How do you prepare a dog for something like 9/11?

OTTO: That's a really good question. And I think that by giving them as much opportunity as possible is going to be a big thing. I think that the dogs were remarkably resilient at 9/11, and I think it's preparing the team is something that we really need to think about, because it was much harder on the people than it was on the dogs.

GROSS: Were the dogs not afraid? Did the dogs not sense that just an unspeakable tragedy had taken place, that there was suffering all around - both emotional and physical, that there were dead people in the remains, that everybody was in a state of shock and despair?

OTTO: Well, Terry, I think there's a couple of things there. One, they knew that their handler was really upset. They knew that something was wrong with their person, and that they understood. They don't really care about dead bodies around them. It's not an emotional connection for them. And what we saw was that the emotions of their handler were more likely to influence them and the environment around them.

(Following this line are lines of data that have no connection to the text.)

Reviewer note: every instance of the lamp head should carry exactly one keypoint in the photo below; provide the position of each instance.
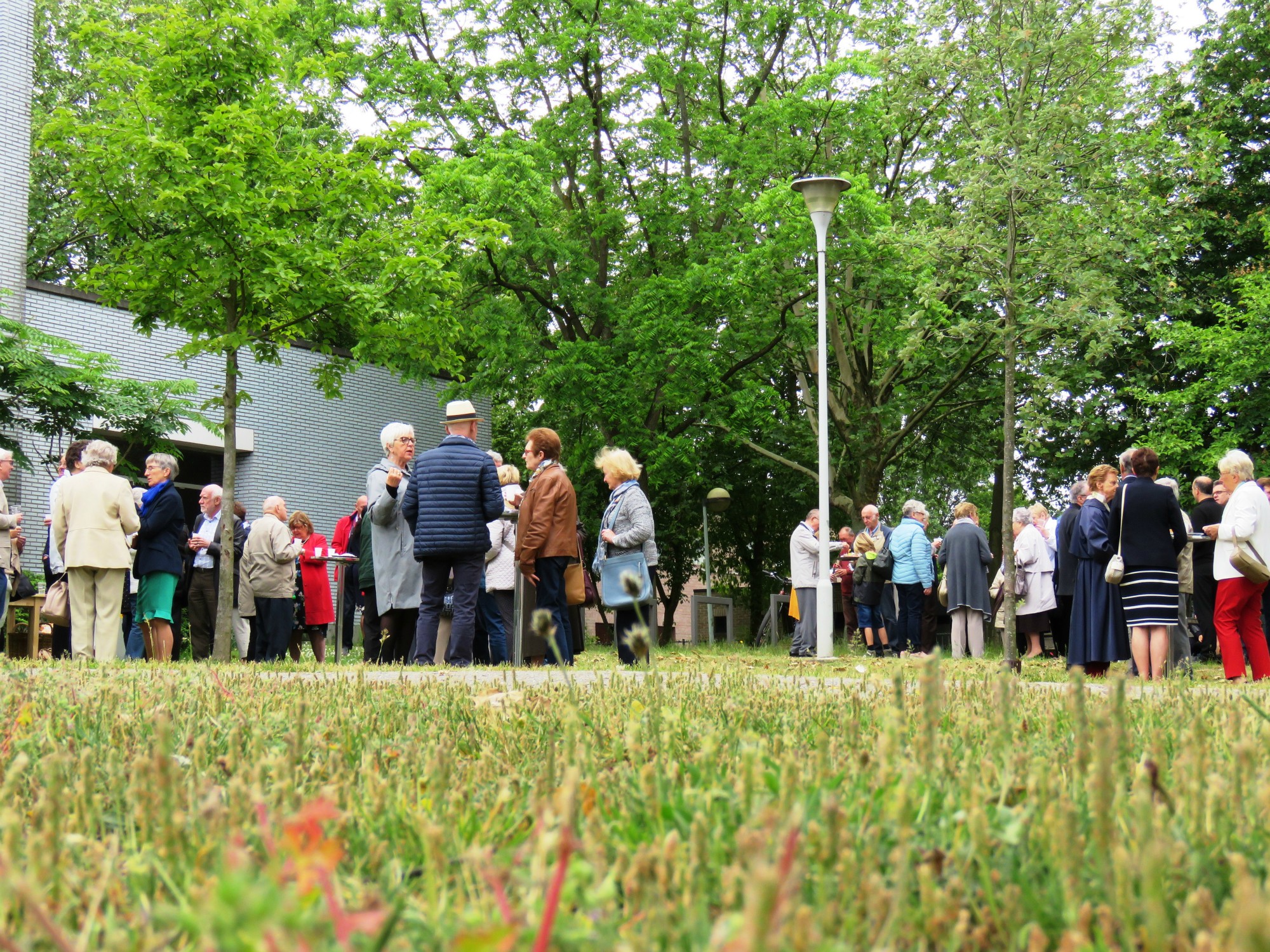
(718, 501)
(821, 195)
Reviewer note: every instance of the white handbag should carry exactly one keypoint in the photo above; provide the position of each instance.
(1114, 573)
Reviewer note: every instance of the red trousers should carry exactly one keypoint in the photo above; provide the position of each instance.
(1238, 619)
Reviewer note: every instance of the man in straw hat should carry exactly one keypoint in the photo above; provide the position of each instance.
(454, 494)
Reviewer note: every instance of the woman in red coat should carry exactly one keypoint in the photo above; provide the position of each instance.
(314, 610)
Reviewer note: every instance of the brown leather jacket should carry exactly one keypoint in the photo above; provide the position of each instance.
(548, 522)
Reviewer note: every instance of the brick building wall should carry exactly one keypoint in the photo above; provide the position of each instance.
(312, 451)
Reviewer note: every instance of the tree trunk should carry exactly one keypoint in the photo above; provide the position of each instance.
(1008, 489)
(224, 637)
(995, 519)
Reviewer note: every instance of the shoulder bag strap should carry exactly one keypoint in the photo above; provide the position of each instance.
(1125, 505)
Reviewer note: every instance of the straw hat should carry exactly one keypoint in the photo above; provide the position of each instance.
(462, 412)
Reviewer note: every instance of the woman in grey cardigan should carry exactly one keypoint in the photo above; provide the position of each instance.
(967, 555)
(398, 578)
(625, 527)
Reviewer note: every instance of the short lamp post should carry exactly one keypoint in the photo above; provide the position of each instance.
(821, 196)
(717, 501)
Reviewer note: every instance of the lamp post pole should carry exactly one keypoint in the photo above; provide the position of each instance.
(822, 197)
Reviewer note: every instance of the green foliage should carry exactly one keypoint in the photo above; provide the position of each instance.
(232, 204)
(737, 814)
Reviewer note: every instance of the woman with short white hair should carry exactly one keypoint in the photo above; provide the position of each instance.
(1245, 524)
(1032, 559)
(398, 578)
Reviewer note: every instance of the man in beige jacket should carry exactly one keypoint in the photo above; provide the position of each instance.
(93, 517)
(269, 572)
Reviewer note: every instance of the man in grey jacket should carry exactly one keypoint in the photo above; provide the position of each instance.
(806, 572)
(398, 578)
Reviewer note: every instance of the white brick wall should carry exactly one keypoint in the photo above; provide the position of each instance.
(312, 451)
(16, 78)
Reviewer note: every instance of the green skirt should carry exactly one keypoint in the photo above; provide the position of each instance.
(156, 593)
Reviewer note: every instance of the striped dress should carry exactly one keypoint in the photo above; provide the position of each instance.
(1150, 597)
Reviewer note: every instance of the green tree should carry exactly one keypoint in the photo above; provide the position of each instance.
(650, 289)
(231, 204)
(1047, 200)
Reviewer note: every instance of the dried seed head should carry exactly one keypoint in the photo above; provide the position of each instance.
(543, 626)
(638, 642)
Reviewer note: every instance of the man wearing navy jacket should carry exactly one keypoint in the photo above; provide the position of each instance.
(454, 494)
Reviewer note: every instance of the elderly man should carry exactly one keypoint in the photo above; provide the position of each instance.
(845, 576)
(912, 574)
(806, 573)
(1207, 512)
(879, 532)
(270, 571)
(397, 574)
(454, 494)
(11, 529)
(1067, 563)
(204, 576)
(349, 539)
(93, 519)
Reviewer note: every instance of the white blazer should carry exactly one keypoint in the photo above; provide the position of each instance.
(1247, 519)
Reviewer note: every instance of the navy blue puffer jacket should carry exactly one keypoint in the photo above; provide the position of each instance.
(454, 492)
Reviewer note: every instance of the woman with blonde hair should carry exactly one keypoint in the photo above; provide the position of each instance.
(967, 555)
(625, 527)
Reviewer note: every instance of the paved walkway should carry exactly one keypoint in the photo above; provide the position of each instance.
(520, 678)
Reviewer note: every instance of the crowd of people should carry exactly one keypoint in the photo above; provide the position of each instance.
(436, 535)
(1118, 577)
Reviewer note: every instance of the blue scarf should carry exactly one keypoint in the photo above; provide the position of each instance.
(152, 494)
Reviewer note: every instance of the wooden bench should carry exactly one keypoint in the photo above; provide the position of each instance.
(36, 604)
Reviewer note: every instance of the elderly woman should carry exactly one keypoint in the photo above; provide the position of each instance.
(1098, 634)
(159, 565)
(93, 516)
(314, 611)
(1032, 558)
(967, 555)
(1245, 522)
(912, 574)
(498, 600)
(1149, 531)
(510, 479)
(398, 577)
(1046, 527)
(625, 527)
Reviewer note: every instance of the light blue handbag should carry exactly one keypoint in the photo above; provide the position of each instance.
(610, 569)
(612, 572)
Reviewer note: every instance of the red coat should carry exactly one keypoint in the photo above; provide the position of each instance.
(317, 582)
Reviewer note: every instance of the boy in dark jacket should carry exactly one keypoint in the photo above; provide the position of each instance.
(454, 494)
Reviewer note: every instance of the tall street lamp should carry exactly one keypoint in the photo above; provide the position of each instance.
(821, 197)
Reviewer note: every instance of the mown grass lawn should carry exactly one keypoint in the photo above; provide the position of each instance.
(939, 807)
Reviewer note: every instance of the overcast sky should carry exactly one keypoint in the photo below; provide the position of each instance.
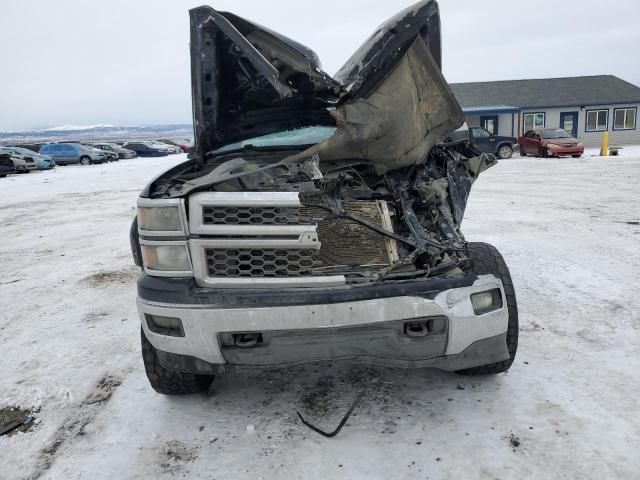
(127, 62)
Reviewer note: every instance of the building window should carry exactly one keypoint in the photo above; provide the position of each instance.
(533, 121)
(597, 120)
(490, 124)
(624, 118)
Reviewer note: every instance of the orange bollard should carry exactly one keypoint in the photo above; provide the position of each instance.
(604, 149)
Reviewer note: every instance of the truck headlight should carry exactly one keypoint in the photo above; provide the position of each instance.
(485, 302)
(168, 258)
(160, 217)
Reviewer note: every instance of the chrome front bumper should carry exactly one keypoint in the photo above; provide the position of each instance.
(204, 324)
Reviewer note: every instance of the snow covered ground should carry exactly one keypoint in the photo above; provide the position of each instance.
(568, 408)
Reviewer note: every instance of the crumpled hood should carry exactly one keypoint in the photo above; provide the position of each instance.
(390, 102)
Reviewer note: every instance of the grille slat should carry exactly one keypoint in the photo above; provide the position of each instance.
(222, 215)
(261, 262)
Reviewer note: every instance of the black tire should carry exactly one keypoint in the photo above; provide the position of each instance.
(505, 152)
(170, 382)
(487, 260)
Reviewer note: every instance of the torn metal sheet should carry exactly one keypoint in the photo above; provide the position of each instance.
(381, 190)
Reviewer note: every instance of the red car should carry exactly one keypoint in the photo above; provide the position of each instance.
(550, 142)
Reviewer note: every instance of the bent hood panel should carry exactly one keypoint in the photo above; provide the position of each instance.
(396, 125)
(248, 81)
(391, 101)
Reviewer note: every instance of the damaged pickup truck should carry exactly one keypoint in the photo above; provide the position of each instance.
(319, 218)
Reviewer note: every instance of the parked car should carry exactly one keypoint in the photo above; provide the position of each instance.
(22, 164)
(171, 149)
(332, 230)
(145, 149)
(43, 162)
(111, 156)
(550, 142)
(35, 147)
(117, 149)
(6, 164)
(70, 153)
(483, 140)
(185, 145)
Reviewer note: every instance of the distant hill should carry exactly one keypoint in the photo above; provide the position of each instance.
(98, 132)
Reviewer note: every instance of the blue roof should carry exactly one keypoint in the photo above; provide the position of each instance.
(488, 109)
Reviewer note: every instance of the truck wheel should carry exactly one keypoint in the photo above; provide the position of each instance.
(505, 151)
(487, 260)
(170, 382)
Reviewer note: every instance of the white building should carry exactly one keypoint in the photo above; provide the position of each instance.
(583, 106)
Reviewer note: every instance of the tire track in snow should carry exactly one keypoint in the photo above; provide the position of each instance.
(75, 425)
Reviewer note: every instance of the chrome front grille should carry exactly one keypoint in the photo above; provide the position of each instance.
(255, 239)
(213, 215)
(261, 262)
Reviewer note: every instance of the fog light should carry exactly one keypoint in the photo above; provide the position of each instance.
(485, 302)
(164, 325)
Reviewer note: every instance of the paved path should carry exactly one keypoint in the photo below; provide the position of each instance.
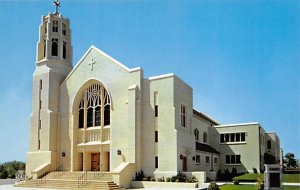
(10, 186)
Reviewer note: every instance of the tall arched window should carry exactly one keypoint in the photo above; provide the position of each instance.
(64, 50)
(44, 48)
(54, 47)
(95, 97)
(205, 137)
(196, 133)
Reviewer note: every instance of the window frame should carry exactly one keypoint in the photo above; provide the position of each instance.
(232, 138)
(183, 116)
(233, 159)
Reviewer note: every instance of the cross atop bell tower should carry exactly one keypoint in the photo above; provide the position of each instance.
(56, 3)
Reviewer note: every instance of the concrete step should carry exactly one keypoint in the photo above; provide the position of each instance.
(71, 184)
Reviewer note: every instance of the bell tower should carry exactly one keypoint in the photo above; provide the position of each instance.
(53, 64)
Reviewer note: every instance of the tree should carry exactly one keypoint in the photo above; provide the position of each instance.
(290, 159)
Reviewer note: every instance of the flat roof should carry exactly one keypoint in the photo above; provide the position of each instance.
(205, 117)
(238, 124)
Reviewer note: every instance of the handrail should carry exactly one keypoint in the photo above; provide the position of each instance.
(98, 172)
(58, 170)
(82, 180)
(42, 179)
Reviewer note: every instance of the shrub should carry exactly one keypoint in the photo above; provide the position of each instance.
(149, 178)
(219, 175)
(213, 186)
(260, 182)
(162, 179)
(234, 171)
(255, 170)
(235, 181)
(152, 179)
(180, 177)
(139, 176)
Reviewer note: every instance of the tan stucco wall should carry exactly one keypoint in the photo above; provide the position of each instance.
(249, 150)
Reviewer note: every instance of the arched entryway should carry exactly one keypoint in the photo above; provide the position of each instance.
(92, 124)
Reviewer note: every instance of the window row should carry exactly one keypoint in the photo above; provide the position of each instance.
(207, 159)
(233, 159)
(55, 27)
(196, 133)
(233, 137)
(90, 107)
(54, 48)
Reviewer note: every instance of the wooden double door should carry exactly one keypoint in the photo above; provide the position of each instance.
(95, 161)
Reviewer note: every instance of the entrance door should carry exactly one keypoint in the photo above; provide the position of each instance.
(184, 164)
(95, 161)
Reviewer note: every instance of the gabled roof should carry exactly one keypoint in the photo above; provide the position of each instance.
(105, 55)
(205, 148)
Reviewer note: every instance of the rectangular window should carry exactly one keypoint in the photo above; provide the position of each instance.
(41, 84)
(64, 29)
(238, 159)
(227, 137)
(156, 162)
(233, 159)
(46, 27)
(55, 26)
(243, 137)
(197, 158)
(269, 144)
(39, 145)
(222, 138)
(238, 137)
(227, 159)
(207, 159)
(215, 160)
(156, 110)
(232, 137)
(183, 116)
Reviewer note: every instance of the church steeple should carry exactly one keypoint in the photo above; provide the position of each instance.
(55, 38)
(53, 64)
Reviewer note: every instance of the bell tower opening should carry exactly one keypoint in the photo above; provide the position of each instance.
(55, 38)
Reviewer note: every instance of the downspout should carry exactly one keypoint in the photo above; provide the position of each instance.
(259, 142)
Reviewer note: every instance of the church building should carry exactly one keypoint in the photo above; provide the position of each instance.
(102, 115)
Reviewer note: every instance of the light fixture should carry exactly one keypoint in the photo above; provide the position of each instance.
(119, 152)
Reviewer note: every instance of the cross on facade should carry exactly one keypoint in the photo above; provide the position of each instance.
(56, 3)
(92, 64)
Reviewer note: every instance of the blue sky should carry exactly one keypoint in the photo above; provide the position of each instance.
(242, 58)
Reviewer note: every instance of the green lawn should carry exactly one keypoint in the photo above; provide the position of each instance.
(251, 187)
(291, 178)
(248, 177)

I think the other thing that really was difficult there was the degree and intensity of work, and that's really hard to prepare for because usually when we train or when, you know, the police dogs are working, the border patrol is working, they're working, you know, for a half an hour and then they are taking time off. And, you know, or they're in the patrol car waiting for something to happen. Same with the search and rescues dogs, they might train on the weekend, and they'll, you know, it's their turn for 20 minutes of searching and then they are kind of resting or doing something else. So this constant - these 12, 16 hour days that these dogs were being asked to work and some of the dogs weren't given the time to rest and the time to recover. And you can look at some of the photographs and there were dogs in very uncomfortable places because they were exhausted - but same as the people.

(SOUNDBITE OF BRETAGNE BARKING)

OTTO: And so that's one of the things that we hope to look at in the future, as well, is how do we build that team, not just the dogs. Because we can have the best dog, but if we don't have the team and have the tools for that person to work effectively with the dog we haven't done our job.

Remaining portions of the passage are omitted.